TRANSNATIONAL HOUSE: Capital and the production of transnational urban spaces in Toronto and beyond
Team Members
Funders
Canada Excellence Research Chair in Migration and Integration
Description
For many migrants, homeownership is a key marker of social and economic integration and often involves higher levels of investment and risk than for host populations. As transnational actors, migrants’ decisions about real estate and the creation of “home” shape social status, long-term welfare, and the transformation of urban spaces, while cities increasingly compete for immigrant capital through internationalized housing markets and policies. This project examines, from a transnational perspective, homeownership practices and representations among middle-class migrants from the Global South, whether they are already homeowners or aspiring to become so, and who are identified as “ordinary buyers.” The study focuses on foreign-born individuals residing in the cities of Toronto and Istanbul, encompassing a diversity of legal statuses (temporary residents, permanent residents, or naturalized citizens), and situates these experiences in relation to migrants’ broader migration trajectories at the intersection of urban and immigration policies. Particular attention is paid to migrants originating from countries recently marked by acute economic and political instability, such as Iran, Lebanon, Iraq, Pakistan, and Algeria. By linking a transnational analysis of migrants’ homeownership trajectories to the housing and immigration policies of host countries and cities, this project aims to shed light on how the circulation of people and capital from the Global South contributes to shaping new socio-spatial configurations in cities of the Global North and other advanced economies. This comparative and interdisciplinary research lies at the intersection of migration studies, housing studies, and urban studies, and contributes to critical debates on the interconnections between transnational mobilities, public policies, and real estate dynamics.
Methodologies
This project involves an ethnographic account of real estate investment and home ownership practices using qualitative interviews with both migrants and real estate intermediary actors such as real estate agents and mortgage experts. The project uses quantitative data on housing, home ownership and real estate investment according to residents’ status, country of origin, housing types, housing prices and geographical locations. The project also pays particular attention to the types of interior and exterior architecture favoured by migrants for their investments by conducting a photographic survey which explores new aesthetic values.

Project Outcomes
The article co-written with Aurélie Varrel (senior researcher at the French National Centre for Scientific Research – CNRS), entitled “Iranian and Indian Real Estate Agents in Transnational Migration and Homeownership Projects: Dubai, Istanbul, Toronto,” will be published in Revue européenne des migrations internationales in September 2026.

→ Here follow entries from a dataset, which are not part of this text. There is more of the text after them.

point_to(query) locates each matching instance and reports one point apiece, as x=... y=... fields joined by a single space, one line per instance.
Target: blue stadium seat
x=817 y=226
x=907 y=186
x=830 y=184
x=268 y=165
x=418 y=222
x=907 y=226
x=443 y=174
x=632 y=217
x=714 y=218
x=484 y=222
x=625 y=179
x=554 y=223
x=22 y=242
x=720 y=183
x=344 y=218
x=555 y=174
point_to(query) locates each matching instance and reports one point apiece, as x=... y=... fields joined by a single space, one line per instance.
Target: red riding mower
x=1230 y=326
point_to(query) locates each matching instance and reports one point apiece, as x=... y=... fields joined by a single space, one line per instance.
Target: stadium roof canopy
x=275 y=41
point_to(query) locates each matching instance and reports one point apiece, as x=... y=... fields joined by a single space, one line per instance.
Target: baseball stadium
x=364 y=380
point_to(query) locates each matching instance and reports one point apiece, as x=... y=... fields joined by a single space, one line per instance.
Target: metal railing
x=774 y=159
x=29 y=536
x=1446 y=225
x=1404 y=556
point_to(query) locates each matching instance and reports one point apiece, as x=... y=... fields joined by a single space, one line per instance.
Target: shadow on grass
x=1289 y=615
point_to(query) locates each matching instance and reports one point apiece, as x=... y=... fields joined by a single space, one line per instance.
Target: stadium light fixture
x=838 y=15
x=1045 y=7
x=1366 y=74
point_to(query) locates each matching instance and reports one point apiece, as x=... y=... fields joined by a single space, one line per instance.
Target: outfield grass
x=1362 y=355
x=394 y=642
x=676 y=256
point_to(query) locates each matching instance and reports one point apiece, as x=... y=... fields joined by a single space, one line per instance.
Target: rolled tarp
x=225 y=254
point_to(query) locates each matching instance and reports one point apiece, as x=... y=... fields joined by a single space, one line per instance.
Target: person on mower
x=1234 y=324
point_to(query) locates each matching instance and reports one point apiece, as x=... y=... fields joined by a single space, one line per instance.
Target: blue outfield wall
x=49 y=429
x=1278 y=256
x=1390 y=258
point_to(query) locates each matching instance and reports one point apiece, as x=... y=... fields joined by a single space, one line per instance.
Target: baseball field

Additional articles on the same topic are currently under revision for peer-reviewed journals.
Conferences
2025
- Emotional and Social Dynamics of Homeownership among Migrants: A Case Study of the Iranian Community in Toronto, IMISCOE Conference, Panel « Decentering Migration Studies through Housing Studies », juillet 2025, Paris, France.
- “Transnational Homeownership as an Intermediated Process in Toronto and Istanbul,” paper presented at the BROAD-ER International Conference, Koç University, September 2025.
- Organizer of the special session “Placemaking and Infrastructure for Inclusive Cities: Migration, Housing, and Urban Infrastructure in Canada,” aat the 61st ISOCARP World Planning Congress, Riyadh, December 1–4, 2025,
2024
- Journeys of Transnational Homeownership: Mobilities, Socio-Political Instabilities, and Housing Policy Legacies, International Atelier, avril 2024, University of Neuchâtel, Suisse.
- Disenchanted Homeownership: Integration and Migrant Property in Toronto, International Atelier on Homeownership, Housing & Inequality, décembre 2024, University of Luxembourg, Luxembourg.
Publications
Urban Diversity and Spatial Justice: A Critical Overview, Moghadam, Amin, in Migration and Cities: Conceptual and Policy Advances, Melissa Kelly, Amin Moghadam, Zeynep Şahin-Mencütek, Anna Triandafyllidou (eds.), Springer, IMISCOE Research Series, pp. 61‑70, (2024), 1 citation. https://doi.org/10.1007/978-3-031-55680-7_4 (external link)
Migration and Cities: Conceptual and Policy Advances, Triandafyllidou, Anna, Amin Moghadam, Melissa Kelly et Zeynep Şahin-Mencütek (éds.), in IMISCOE Research Series, Cham: Springer International Publishing, 3 citations, (2024). https://doi.org/10.1007/978-3-031-55680-7 (external link)
Moghadam, A. (2022). Migrants and their cultural world: When things teach us about lives. In Routledge Handbook of Immigration and Refugee Studies, 2nd ed., 255–64.